The 2015 book “Naming God” addresses these problems. It is the sixth very informative volume edited by Rabbi Lawrence A. Hoffman that focuses on Jewish High Holiday prayers, the holidays of Rosh Hashanah and Yom Kippur. Rabbi Hoffman collected several dozen rabbis and scholars who explain the prayers. His prior books focused on Un’taneh Tokef, Kol Nidre, Ashamnu and Al Chet, Yizkor, and the Universalism in the Prayers. This volume contains articles written by several dozen rabbis and scholars of all Jewish denominations, men and women. The book is divided into seven parts and two appendices: two overviews, the liturgy (five articles), the music of Avinu Malkeinu (two articles), precursors, foundations, and parallels (eight chapters), how the prayer book editors deal with naming God (four chapters), Masculine imagery and feminist critique (five chapters), and the use of God’s names (thirteen chapters). There is an appendix on Avinu Malkeinu through time and a second one on alternatives to Avinu Malkeinu. The book also has a dozen pages of notes and a half dozen pages of glossary. The book is easy to read, very comprehensive, and readers will learn much by reading it.

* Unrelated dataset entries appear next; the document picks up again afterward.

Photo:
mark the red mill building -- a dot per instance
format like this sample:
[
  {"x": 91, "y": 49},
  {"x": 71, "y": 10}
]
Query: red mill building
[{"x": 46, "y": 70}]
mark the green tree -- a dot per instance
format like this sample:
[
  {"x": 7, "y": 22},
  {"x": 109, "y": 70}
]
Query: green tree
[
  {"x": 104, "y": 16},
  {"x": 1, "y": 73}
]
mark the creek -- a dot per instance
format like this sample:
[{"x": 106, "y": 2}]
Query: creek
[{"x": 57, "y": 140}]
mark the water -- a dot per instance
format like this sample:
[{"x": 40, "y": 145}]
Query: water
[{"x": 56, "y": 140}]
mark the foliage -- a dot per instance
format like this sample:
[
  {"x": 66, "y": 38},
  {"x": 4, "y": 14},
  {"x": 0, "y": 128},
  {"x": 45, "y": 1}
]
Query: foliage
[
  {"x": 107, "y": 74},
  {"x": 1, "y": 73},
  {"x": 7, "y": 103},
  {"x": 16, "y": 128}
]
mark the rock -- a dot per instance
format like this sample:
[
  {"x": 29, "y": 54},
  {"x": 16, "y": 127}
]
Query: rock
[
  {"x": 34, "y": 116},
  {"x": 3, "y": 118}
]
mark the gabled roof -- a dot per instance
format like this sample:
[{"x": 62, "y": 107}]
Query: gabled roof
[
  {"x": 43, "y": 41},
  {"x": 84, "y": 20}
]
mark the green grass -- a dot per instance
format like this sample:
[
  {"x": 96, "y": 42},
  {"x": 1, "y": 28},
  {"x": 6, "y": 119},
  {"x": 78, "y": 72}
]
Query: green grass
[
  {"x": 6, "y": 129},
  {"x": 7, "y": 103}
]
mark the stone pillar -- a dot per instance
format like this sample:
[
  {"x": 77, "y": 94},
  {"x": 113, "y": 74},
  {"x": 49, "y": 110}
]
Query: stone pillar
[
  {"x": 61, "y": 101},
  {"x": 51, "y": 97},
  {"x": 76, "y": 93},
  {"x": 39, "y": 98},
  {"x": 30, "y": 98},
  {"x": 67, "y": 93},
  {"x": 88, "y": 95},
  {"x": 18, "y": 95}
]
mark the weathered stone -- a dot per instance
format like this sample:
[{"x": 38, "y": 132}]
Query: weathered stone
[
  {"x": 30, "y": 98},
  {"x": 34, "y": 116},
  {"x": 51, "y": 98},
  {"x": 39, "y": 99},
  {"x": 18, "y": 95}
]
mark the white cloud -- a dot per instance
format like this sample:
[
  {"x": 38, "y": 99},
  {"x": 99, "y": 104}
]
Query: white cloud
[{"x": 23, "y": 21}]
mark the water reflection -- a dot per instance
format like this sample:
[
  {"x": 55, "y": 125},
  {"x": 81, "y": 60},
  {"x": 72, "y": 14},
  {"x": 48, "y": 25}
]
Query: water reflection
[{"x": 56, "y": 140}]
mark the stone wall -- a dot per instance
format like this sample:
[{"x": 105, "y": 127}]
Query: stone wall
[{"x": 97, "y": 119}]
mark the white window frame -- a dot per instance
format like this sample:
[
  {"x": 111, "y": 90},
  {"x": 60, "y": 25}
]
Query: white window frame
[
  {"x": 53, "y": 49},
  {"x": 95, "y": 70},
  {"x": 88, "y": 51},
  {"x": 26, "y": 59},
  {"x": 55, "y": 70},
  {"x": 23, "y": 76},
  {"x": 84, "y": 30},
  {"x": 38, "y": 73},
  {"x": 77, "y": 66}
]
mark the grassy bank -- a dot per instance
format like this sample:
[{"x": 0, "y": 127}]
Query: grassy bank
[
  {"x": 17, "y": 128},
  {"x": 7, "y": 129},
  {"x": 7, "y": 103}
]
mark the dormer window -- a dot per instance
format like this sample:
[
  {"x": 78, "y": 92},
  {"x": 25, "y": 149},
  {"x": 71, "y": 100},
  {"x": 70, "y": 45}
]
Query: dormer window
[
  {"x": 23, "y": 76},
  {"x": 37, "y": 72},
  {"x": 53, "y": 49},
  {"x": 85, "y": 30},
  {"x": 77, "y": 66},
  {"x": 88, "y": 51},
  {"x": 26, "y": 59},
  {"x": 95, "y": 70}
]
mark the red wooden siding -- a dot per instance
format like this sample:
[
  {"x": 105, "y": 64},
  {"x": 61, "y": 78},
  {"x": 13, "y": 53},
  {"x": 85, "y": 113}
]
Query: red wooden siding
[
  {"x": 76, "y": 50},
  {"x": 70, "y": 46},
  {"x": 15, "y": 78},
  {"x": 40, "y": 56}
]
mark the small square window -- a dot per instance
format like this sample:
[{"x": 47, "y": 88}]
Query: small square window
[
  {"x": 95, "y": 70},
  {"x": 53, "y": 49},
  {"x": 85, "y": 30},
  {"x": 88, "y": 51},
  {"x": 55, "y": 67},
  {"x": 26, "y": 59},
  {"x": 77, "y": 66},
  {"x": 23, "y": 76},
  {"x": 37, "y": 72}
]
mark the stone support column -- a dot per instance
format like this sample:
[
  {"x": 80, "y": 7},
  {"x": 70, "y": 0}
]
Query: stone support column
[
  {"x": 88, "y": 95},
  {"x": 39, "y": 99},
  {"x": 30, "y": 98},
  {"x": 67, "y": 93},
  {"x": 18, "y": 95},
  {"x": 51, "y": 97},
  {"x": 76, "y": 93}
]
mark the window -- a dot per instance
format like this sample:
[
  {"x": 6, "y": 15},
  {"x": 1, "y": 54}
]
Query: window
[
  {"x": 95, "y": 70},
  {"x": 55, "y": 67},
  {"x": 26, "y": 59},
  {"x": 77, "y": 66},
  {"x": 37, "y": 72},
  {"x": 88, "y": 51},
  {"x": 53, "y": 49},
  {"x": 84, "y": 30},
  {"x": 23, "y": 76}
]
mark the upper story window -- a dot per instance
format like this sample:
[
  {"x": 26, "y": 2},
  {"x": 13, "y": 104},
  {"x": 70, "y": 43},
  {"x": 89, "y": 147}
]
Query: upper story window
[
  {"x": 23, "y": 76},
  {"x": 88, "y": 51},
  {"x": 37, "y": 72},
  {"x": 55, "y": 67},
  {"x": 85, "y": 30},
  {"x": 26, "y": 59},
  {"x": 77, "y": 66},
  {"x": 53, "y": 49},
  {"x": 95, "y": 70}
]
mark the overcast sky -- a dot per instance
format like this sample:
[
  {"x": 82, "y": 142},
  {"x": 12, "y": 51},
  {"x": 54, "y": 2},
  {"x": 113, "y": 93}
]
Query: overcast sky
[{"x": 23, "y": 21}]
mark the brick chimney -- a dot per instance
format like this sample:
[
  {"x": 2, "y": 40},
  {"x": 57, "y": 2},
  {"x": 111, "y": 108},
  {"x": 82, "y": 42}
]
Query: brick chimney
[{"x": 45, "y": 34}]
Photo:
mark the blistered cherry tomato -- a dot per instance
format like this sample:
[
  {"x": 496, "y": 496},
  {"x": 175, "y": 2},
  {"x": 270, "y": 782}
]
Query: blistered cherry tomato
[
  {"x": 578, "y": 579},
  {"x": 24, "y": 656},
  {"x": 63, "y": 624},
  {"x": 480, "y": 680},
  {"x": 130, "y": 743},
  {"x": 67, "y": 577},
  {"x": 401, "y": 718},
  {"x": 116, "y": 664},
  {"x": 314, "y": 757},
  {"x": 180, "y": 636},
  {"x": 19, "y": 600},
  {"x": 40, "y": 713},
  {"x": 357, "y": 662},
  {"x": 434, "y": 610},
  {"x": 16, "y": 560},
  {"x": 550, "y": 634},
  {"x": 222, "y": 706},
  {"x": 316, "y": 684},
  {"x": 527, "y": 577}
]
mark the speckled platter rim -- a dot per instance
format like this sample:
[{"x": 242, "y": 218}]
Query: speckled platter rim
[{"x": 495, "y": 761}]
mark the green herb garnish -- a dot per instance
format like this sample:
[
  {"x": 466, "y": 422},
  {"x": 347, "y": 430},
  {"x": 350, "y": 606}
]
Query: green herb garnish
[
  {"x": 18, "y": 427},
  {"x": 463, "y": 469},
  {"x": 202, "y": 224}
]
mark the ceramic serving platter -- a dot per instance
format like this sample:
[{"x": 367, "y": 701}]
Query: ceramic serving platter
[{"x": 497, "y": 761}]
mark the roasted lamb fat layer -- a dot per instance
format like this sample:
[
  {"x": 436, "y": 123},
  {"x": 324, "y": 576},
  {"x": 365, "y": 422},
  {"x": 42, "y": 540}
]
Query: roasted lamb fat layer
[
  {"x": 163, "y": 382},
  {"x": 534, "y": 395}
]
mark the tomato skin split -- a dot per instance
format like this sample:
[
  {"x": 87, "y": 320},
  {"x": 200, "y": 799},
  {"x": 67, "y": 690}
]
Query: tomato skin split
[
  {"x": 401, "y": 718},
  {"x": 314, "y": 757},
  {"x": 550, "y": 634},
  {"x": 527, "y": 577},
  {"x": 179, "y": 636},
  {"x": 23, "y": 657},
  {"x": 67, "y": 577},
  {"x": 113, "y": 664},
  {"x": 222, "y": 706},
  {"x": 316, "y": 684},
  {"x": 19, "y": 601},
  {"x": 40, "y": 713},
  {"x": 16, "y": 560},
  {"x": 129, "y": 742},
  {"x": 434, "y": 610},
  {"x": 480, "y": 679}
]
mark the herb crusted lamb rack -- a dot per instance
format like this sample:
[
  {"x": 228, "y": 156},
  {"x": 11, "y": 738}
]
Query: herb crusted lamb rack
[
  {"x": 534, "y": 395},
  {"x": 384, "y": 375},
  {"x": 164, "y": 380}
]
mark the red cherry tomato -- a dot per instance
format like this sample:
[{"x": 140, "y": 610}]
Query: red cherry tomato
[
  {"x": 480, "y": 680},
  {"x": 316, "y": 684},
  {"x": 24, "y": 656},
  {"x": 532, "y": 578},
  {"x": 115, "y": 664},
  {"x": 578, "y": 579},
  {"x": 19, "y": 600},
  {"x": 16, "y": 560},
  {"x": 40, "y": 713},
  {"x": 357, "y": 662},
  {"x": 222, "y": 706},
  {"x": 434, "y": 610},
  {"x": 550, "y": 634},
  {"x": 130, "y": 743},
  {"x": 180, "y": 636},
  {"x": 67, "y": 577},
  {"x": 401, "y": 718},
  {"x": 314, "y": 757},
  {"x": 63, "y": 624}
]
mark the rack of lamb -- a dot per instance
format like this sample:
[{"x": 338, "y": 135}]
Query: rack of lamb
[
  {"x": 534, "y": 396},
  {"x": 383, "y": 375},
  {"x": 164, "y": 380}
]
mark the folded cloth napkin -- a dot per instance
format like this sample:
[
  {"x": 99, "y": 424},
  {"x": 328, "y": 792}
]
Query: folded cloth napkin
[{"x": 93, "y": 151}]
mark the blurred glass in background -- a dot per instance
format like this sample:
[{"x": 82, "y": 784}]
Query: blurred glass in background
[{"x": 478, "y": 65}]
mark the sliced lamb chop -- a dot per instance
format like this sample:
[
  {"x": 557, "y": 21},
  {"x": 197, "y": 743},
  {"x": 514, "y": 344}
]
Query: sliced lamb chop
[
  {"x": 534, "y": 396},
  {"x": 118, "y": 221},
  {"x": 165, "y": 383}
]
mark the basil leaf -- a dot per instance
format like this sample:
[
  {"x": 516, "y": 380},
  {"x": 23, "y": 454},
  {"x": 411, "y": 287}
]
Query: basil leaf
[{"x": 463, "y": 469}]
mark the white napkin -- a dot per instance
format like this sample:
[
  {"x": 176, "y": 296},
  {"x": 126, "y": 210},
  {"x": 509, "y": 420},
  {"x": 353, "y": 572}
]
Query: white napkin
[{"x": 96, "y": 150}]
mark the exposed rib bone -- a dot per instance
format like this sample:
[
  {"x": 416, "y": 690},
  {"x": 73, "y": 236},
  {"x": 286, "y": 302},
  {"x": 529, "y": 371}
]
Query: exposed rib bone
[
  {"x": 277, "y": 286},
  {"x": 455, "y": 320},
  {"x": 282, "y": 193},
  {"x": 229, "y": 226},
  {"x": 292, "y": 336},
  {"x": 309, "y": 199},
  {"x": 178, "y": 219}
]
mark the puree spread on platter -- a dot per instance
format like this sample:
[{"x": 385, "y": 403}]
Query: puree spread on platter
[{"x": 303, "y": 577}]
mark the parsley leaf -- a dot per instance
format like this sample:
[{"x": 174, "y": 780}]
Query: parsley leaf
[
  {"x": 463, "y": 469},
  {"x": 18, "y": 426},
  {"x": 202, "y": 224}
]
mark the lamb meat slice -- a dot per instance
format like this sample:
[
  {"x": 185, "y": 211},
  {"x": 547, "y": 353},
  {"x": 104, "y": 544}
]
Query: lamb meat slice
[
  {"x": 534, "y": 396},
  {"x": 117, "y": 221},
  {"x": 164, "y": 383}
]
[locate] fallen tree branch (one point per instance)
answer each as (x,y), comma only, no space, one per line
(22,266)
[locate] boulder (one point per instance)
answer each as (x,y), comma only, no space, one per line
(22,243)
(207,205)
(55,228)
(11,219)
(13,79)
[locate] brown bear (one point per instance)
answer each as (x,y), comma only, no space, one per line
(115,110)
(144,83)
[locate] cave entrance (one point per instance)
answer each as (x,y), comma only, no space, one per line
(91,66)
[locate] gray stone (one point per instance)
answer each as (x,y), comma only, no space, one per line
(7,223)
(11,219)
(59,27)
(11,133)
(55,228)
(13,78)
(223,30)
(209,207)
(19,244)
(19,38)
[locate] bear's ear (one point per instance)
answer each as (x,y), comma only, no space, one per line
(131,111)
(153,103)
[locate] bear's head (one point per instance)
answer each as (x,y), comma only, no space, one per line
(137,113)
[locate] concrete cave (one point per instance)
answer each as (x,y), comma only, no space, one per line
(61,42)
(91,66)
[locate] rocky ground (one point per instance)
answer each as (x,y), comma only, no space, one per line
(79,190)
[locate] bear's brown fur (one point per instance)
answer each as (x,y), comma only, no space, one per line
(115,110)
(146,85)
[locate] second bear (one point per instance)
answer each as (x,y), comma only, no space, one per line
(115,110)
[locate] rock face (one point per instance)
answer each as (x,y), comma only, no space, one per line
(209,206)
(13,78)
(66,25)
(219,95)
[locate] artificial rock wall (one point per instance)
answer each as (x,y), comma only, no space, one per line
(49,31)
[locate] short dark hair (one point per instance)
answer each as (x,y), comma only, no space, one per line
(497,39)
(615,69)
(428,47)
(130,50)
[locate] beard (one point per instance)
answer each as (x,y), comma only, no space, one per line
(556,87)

For example, Rabbi Tony Bayfield discusses the radically different views of God by Rabbi Ishmael and Rabbi Akiva. The former thought that God is transcendental and incorporeal. He taught that while the Torah describes God in human form, it “speaks in the language people use,” because while God has no body, unphilosophically-minded humans need to understand God in human form. People need to realize that the corporeal language should not be understood literally. Also according to Rabbi Ishmael, for example, the Bible is filled with repetitions, because this is how people talk – they repeat for emphasis or to make a more flowery statement. Maimonides and rationally-minded people today agree with Rabbi Ishmael’s view. While neither Rabbi Ishmael nor Maimonides addresses the problem of the use of male gender in the Bible and prayers, they would agree that the male gender is used only because this is how people talk.
In contrast, Rabbi Akiva rejected the idea that the Torah speaks in human language and argues for the opposite. He claims that the Torah is divine and every word, indeed every letter, is just as God wants it, and God does not need to repeat. When apparent repetitions appear in the Bible, the repetition is teaching a new idea. Rabbi Akiva felt that God is imminent. God is involved always in this world. People can turn to God for help. The Avinu Malkeinu prayer, based on a legend about Rabbi Akiva, reflects his position and uses his language where he sees God being present, and speaks to God metaphorically as father and king. It is for this reason that people who prefer the approach of Rabbi Ishmael may find a problem with this prayer.